How Viking affects McGill

Back to McGill. The McGill rule prohibits parties from waiving the right to bring a claim for public injunctive relief in any forum. This is analogous to the primary rule in Iskanian that the U.S. Supreme Court found was not preempted. Thus, plaintiffs’ attorneys will likely argue that the preemption analysis has not changed for categorical waivers of an ability to seek public injunctive relief in any forum and that such waivers are still be invalid under McGill. Nonetheless, Viking reaffirms that courts are required to grant motions to compel arbitration where an arbitration clause contains a savings clause to sever public injunctive relief to be adjudicated in court.
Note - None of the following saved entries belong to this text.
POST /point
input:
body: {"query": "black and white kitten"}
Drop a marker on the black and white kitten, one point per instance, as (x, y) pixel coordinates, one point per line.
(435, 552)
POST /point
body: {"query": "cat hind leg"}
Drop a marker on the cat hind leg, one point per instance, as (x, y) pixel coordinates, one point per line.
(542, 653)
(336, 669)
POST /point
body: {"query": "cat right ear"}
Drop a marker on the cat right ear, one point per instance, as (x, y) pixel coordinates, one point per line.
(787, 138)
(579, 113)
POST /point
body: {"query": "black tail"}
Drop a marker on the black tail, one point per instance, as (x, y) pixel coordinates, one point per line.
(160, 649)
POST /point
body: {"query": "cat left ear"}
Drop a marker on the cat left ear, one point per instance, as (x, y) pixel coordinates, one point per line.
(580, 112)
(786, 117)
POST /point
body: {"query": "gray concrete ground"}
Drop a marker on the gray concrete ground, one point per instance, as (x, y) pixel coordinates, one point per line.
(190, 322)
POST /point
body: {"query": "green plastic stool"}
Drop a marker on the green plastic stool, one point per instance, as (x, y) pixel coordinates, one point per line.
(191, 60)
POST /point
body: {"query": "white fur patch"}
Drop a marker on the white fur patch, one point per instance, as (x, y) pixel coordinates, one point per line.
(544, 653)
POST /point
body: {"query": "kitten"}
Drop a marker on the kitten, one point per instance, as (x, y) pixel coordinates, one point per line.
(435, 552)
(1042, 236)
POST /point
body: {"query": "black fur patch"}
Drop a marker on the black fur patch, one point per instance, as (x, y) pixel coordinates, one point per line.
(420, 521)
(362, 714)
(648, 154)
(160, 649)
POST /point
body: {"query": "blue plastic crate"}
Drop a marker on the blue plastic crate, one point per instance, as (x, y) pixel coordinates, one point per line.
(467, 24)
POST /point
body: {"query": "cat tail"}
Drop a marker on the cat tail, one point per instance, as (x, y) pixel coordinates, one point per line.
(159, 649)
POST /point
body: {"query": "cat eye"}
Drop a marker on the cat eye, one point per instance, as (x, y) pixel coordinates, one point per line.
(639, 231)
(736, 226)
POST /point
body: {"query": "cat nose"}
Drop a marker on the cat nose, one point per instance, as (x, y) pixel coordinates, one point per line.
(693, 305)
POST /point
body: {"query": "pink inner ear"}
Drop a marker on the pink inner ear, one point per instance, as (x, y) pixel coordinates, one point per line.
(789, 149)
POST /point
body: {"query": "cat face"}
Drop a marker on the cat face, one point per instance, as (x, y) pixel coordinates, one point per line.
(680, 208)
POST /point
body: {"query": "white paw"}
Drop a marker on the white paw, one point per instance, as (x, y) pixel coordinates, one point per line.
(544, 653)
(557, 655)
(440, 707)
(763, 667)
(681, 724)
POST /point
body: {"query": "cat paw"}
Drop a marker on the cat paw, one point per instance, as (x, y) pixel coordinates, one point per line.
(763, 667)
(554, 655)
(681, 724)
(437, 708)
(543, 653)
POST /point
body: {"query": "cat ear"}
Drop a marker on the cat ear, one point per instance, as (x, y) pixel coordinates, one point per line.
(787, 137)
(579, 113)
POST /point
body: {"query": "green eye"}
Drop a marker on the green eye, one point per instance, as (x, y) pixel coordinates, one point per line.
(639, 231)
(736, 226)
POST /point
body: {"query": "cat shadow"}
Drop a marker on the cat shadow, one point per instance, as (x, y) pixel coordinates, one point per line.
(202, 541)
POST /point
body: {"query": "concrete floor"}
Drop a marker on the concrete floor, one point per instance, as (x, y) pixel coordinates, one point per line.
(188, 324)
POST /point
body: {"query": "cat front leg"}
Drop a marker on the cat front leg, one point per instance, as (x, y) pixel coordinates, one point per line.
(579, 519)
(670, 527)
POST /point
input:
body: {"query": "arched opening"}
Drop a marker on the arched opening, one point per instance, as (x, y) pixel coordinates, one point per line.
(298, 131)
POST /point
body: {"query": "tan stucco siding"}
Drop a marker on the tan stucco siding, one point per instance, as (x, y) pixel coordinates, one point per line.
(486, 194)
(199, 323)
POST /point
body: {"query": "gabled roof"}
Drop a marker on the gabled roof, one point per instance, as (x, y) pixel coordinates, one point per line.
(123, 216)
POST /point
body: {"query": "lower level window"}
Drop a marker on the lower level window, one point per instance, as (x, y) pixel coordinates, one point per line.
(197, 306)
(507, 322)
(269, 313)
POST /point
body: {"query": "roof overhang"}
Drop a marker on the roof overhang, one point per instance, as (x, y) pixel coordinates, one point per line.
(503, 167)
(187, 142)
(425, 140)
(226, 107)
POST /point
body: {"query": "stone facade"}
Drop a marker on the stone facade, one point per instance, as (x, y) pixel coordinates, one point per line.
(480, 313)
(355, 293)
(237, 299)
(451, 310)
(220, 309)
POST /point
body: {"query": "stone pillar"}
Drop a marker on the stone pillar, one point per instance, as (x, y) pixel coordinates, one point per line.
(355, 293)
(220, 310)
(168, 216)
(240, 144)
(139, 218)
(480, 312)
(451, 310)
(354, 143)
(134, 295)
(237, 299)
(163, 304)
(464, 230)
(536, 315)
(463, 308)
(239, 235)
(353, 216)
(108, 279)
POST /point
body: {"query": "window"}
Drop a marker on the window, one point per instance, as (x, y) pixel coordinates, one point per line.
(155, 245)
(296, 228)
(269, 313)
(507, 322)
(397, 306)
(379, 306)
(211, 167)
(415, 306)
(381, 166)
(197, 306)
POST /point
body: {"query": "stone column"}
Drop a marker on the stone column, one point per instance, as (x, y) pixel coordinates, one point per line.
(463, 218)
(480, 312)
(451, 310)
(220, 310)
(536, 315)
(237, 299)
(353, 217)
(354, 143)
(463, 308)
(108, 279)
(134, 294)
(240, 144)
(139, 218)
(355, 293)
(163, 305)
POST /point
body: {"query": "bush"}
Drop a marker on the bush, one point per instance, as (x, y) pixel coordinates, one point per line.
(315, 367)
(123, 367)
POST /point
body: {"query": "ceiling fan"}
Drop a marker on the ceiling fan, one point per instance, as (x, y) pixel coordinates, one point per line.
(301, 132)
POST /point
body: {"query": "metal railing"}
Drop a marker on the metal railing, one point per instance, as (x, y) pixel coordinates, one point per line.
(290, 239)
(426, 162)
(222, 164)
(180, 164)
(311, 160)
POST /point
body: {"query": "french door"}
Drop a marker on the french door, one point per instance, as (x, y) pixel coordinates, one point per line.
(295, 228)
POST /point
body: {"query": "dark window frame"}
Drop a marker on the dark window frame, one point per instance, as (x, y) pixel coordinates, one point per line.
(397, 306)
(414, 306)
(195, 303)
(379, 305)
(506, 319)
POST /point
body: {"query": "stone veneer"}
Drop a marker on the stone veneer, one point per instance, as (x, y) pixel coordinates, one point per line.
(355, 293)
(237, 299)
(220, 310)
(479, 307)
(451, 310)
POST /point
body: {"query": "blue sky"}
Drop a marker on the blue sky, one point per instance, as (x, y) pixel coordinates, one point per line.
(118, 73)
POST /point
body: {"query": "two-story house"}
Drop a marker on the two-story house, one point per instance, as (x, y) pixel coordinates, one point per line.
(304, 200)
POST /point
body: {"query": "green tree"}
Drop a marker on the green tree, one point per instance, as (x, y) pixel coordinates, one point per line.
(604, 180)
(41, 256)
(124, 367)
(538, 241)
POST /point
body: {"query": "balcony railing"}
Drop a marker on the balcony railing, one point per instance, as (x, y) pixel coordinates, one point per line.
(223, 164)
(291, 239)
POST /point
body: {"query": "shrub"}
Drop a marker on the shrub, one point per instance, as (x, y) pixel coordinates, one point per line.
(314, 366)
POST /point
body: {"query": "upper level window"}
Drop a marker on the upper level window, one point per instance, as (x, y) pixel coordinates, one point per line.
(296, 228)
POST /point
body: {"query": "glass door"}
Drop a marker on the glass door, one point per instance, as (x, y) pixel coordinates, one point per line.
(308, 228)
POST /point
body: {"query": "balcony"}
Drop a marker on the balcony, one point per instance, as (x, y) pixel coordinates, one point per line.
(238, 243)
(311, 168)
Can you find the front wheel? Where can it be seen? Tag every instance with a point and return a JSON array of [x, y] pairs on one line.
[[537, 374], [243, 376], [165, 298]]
As such, it remains critical to ensure that arbitration clauses are carefully drafted to weather enforceability challenges under McGill.[1]

Viking also raises questions as to whether plaintiffs will have standing to pursue claims for public injunctive relief once their individual claims are resolved. In Viking, the U.S. Supreme Court determined that California law did not permit an employee who had their individual PAGA claims resolved in arbitration to bring representative claims in court. 2022 WL 2135491, at *11. Under this reading of PAGA, the Court only permitted representative claims to be brought by an aggrieved employee who brought their individual claims concurrently. Id. Defendants should be able to leverage that finding in making similar arguments (and Article III standing arguments if in federal court) for severed public injunctive relief claims.

 


[1] Additionally, this presumably should compel reconsideration of decisions like the Second District Court of Appeal of California’s decision in Dixon v. Fast Auto Loans, Inc., wherein the Court of Appeal affirmed the denial of a motion to compel arbitration even where it contained a severability clause for the claim for public injunctive relief to be adjudicated in court if the waiver was deemed unenforceable. 2022 WL 130874, at *1 (Cal. Ct. App. Jan. 1, 2022).